Ce livre entend expliquer le violent triage d’une génération en mettant la focale sur les manières de se fréquenter, de se lier d’amitié ou de fonder un couple, mais aussi de vivre dans un sentiment de conflit permanent tout en cherchant à être reconnu par ses semblables. Si certaines personnes ont embrassé le mouvement des Gilets jaunes, c’est notamment parce qu’elles sont persuadées que leurs conditions d’existence se sont dégradées et que le style de vie auquel elles tiennent est menacé. Les Gilets jaunes, de ce point de vue, sont bien «  ceux qui restent  » ou plus exactement de ceux qui veulent rester faire leur vie dans les campagnes en déclin, contre le cours des choses et souvent dans une nostalgie d’une époque moins morose […]. Celles et ceux qui ont arboré du fluo évoquent dans leurs conversations le vague «  temps d’avant  », des «  anciens  » qui auraient «  mieux vécu  » ou «  savaient mieux vivre  » dans ce même espace rural qui était alors plus dynamique. C’est vrai qu’il n’y avait pas de problème de prix de l’essence, tout était à portée de vélo, y compris l’usine, l’épicerie et les services publics aujourd’hui démantelés…

 

[1] - Lire à ce sujet Jean-Claude Chamboredon et Annie Méjean, «  Récits de voyage et perception du territoire : la Provence, xviiie siècle-xxe siècle  », Territoires, no 2, 1985, p. 1‑105.

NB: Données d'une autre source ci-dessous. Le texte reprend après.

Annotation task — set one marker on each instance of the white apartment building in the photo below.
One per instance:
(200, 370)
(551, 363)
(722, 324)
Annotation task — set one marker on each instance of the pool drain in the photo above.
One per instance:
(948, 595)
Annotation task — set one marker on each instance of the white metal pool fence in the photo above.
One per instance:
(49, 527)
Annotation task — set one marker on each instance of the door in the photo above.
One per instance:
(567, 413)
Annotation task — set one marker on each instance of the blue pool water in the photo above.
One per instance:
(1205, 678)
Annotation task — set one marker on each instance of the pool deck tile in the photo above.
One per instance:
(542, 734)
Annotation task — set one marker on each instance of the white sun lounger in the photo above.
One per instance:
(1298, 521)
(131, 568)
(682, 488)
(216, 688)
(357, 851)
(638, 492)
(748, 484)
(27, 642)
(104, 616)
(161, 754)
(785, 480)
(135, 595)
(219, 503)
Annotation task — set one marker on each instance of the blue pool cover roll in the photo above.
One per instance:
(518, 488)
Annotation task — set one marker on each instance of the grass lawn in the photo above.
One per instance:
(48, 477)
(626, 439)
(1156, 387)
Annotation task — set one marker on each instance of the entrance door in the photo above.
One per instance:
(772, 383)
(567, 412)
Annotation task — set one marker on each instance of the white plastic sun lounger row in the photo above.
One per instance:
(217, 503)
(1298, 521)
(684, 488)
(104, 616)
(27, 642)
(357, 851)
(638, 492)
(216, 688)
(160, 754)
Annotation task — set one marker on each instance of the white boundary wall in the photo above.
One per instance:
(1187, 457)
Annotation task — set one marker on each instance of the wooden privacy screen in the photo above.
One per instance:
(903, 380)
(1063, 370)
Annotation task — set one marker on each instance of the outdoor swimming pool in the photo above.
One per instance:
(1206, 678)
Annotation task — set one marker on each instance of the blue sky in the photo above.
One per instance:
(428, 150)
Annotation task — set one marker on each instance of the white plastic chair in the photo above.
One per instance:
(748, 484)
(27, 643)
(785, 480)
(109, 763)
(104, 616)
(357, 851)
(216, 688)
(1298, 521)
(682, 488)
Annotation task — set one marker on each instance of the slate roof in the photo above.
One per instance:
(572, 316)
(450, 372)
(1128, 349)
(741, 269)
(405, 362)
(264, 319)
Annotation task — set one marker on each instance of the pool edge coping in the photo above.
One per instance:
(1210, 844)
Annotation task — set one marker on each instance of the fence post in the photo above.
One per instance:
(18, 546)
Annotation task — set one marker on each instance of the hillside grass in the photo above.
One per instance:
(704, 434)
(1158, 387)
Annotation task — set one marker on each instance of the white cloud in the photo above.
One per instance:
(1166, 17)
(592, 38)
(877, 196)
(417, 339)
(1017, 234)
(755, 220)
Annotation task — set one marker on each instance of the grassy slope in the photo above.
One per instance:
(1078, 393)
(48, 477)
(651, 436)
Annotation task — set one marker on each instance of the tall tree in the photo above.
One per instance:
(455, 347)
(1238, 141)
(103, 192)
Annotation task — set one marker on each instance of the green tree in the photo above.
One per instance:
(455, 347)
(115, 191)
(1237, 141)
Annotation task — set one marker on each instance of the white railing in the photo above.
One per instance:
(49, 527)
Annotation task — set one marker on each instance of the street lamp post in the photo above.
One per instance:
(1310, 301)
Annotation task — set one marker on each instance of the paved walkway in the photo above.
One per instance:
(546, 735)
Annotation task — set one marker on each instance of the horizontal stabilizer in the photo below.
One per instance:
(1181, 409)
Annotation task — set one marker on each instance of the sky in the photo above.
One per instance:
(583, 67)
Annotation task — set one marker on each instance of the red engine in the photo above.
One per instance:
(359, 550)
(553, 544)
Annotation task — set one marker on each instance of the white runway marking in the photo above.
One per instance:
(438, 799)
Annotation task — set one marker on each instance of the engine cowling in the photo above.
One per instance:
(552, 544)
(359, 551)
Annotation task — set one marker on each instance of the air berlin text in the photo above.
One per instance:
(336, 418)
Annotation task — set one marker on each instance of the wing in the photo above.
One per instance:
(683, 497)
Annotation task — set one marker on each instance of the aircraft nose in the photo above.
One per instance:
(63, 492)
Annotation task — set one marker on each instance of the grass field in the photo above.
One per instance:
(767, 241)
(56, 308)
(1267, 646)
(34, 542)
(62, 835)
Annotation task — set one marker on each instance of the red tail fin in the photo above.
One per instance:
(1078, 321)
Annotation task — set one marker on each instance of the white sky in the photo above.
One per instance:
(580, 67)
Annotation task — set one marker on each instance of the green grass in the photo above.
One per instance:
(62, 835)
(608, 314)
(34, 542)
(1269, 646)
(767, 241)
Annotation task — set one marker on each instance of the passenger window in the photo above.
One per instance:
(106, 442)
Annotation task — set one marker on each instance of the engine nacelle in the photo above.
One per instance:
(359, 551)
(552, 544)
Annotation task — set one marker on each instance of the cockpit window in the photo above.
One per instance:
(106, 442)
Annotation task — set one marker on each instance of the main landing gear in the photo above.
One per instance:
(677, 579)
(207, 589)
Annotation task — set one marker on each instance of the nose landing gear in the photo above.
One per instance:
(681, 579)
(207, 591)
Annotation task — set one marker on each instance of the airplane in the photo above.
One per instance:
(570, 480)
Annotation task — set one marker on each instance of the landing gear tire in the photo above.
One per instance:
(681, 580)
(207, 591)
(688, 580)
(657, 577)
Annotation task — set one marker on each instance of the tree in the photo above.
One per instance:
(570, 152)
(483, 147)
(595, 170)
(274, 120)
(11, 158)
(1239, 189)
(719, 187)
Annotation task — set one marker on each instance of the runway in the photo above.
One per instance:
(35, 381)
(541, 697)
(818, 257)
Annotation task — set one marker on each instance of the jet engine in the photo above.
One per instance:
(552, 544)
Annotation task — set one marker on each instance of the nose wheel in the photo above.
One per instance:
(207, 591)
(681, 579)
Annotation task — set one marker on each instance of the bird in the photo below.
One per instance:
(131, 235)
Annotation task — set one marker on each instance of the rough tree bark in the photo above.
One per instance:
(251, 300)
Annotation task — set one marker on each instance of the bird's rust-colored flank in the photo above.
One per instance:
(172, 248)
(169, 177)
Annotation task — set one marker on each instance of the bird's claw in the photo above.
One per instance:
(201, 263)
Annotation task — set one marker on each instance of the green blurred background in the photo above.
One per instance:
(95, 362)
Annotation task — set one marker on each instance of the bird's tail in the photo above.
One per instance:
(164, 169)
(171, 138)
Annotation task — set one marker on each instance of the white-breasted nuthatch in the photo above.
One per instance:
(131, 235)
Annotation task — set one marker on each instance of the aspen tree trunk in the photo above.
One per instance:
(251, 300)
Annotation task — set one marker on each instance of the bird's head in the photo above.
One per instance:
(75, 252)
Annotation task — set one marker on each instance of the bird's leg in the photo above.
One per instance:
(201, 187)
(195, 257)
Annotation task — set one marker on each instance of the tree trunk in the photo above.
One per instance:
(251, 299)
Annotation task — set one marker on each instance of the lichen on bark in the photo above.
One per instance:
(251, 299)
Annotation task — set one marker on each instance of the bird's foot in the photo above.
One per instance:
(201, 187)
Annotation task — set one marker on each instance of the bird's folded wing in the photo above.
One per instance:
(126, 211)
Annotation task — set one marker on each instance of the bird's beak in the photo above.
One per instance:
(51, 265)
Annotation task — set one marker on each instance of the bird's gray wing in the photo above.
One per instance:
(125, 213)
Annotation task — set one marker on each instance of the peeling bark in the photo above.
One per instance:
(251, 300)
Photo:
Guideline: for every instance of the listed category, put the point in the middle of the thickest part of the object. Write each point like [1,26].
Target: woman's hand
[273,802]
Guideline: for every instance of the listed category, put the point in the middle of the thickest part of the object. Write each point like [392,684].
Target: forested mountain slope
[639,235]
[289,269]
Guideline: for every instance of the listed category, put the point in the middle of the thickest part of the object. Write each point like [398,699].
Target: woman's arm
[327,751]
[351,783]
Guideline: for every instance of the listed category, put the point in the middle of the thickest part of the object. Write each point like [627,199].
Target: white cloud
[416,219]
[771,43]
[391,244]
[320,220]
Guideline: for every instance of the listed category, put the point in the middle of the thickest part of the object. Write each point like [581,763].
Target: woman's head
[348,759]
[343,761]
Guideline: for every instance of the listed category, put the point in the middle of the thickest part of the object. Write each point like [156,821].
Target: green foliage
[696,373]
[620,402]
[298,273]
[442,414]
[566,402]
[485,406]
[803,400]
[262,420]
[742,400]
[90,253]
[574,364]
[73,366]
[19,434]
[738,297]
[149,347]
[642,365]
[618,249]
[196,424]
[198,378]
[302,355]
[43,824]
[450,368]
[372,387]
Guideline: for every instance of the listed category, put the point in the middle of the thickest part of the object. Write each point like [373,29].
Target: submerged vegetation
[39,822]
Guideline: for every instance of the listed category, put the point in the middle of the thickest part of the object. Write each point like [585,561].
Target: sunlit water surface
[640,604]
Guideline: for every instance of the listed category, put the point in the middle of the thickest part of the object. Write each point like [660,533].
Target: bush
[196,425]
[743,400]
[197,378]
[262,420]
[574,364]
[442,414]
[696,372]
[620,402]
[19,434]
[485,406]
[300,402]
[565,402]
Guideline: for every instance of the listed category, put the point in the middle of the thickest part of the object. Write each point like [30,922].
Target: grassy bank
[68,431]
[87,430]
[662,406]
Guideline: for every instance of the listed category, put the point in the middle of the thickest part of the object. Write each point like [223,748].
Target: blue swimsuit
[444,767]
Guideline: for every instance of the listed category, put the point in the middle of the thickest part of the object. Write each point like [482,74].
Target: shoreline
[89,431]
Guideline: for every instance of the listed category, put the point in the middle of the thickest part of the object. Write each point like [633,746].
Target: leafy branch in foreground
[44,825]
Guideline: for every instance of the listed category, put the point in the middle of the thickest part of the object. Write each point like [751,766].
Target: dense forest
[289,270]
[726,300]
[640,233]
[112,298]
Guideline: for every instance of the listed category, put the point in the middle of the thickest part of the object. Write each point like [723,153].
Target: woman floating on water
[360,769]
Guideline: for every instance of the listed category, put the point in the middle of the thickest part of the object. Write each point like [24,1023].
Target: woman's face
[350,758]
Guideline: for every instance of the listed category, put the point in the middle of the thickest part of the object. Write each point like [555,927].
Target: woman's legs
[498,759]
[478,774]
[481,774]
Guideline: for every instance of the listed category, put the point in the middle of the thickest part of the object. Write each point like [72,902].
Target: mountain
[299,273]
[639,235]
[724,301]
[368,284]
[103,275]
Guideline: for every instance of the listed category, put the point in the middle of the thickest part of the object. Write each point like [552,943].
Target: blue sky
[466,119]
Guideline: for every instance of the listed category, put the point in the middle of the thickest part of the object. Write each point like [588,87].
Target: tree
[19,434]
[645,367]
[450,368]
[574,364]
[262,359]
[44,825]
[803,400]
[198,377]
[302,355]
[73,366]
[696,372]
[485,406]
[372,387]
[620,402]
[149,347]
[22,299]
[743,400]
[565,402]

[2] - Pour un panorama statistique et cartographique des mondes ruraux français, se reporter à l’introduction de ce rapport (en libre accès) : Abdoul Diallo, Gilles Laferté et Nicolas Renahy, «  Mondes ruraux et périurbains : quelles représentations, quelles réalités ?  », introduction à Représentations et transformations sociales des mondes ruraux et périurbains, rapport d’information de Raymond Vall et Laurence Rossignol, Commission du développement durable, no 257, Sénat, Paris, 2012‑2013, p. 16‑30.

[3] - Voir Pierre Bourdieu, «  Une classe objet  », Actes de la recherche en sciences sociales, vol. 17‑18, 1977, p. 2‑5.